The client knows the bandwidth on the client / proxy link, it can choose how much bandwidth it allocates on that link.

Alan Frindell: Priority enthusiast. Interesting work, similar interest in Webtrans. In WT there's a mapping over h2, and similar over capsules, they would innerit priorites from the connect stream.
We're also thinking about this in MoQ.

Lucas: Does not just have to be a header, several ways how this can be communicated, such as capsules.

Kazuho Oku: Is it a reason to have an urgency associated with datagrams when it is optional to use datagrams.

Lucas: You get flexibility, you can for instance prioritize capsules over datagrams if important messages are sent there.

Discussion of relay capability configuration, advertisement, and discovery similar to IKEv2, Tommy Pauly and Ben Schwartz, 20 minutes

No document here, just a discussion on whether this is useful, in scope or out-of scope.

Tommy shows various ways proxies can be configured.

What are the things a client might need to know about a proxy? Services, authentication etc..

Tommy presents split DNS approaches.

Open Questions:
* Should configuration elements be standardized?
* Where should work be done?
* Can we dra a line between missing functionality etc and out-of-scop policy items?

David Schinazi: In a lot of VPN cases you need certificates on both sides, users will never type that in by hand. You are going to need a file, in those cases we don't need anything. We have a format we can add keys to that format.

Tommy: I'm thinking something more dynamic, configurations can change dynamically.

Ben Schwartz: state of the art is proprietary. Those should not be proprietary and standardized.

David Schinazi: I agree, but one more case where this is not needed is Apple private relay, things are pre-agreed.
There are cases where this is needed though, when you need to enter a username, password etc. So when this is needed is when things can be typed in and when things are dynamic.

Alex: I'm agreeing with David which I didn't really expect. Your description of VPNs are not aligned with my mental model. I think of them as please suck up all my traffic. My understanding is that we don't work on here's a set of domains that are accessible..

Tommy: I'm mostly thinking of Connect-udp here where we usually do not DNS through the proxy. It's very inefficeient to try to attempt to connect to multiple masque proxies to figure out if they can serve the request.

Eric Orth: This seems like a much more general problem than for this specific working group. We need to solve the more general proxying problem, that's probably not here.

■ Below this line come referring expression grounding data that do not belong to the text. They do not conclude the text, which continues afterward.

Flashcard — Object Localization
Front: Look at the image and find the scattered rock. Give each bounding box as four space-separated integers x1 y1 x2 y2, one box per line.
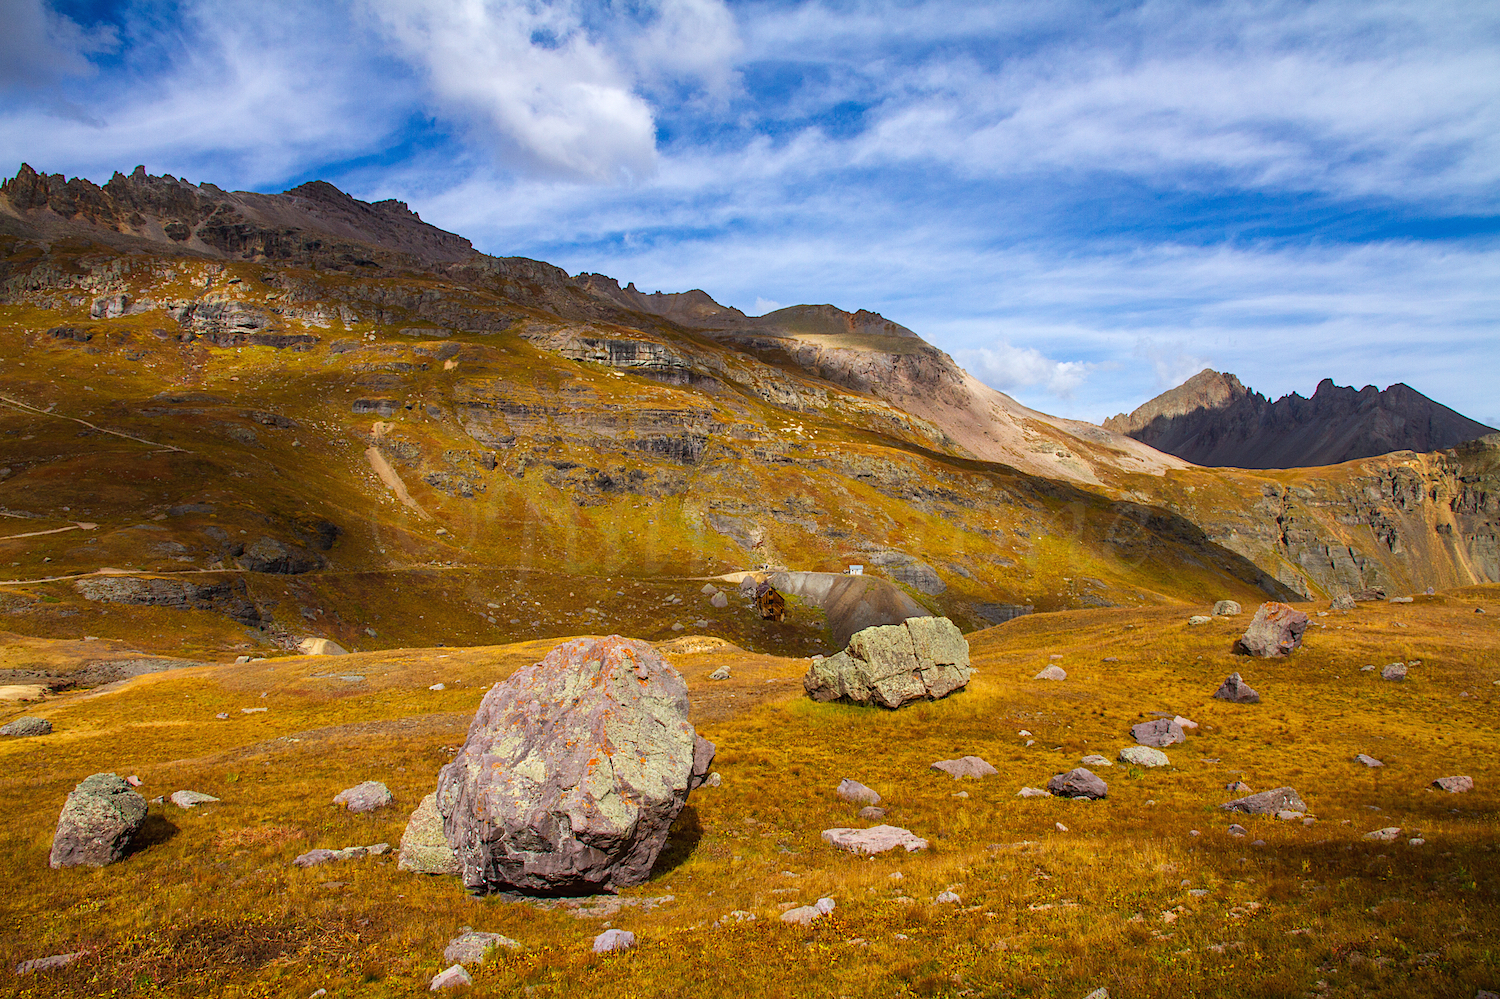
857 806 886 820
429 964 473 990
1213 673 1261 704
837 779 881 805
333 781 393 813
1363 827 1401 842
1432 776 1474 793
1173 716 1199 731
1119 746 1169 768
1131 718 1185 747
398 793 460 875
1331 594 1356 611
1355 754 1383 768
49 773 148 868
1017 787 1052 798
444 929 522 964
1222 787 1306 815
1188 615 1212 626
168 790 220 808
1047 768 1107 800
821 825 929 855
429 683 446 691
1275 809 1304 821
935 890 960 904
1227 824 1248 837
14 950 91 975
0 717 52 737
1079 754 1113 767
592 929 636 953
1034 665 1067 681
700 584 718 595
297 637 348 656
292 843 390 867
1226 781 1252 793
704 772 722 787
780 897 836 925
709 665 731 681
1082 990 1110 999
435 636 713 894
930 756 997 779
1212 600 1242 616
1235 602 1309 657
710 592 729 609
1381 662 1407 681
802 617 970 709
1389 596 1414 604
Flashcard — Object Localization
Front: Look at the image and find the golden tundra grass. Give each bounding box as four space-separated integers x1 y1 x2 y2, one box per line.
1 592 1498 998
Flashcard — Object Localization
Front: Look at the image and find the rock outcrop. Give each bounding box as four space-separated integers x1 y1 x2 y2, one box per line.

Eric Rescorla: There are two categories of information here. Trust the proxy to do something or do not proxy to do something.

Tommy: this is the same thing the IKEv2 needed to solve.

Martin Duke: The current charter puts this explicitly out of scope.
Will take the AP to take this to the IESG. There is not an overwhelming interest in standardizing this, but there are some interested people, I will take ownership of this.

Mike Bishop: Third time we talk about this. These are good thing to plug into a framework, but we don't know the framework.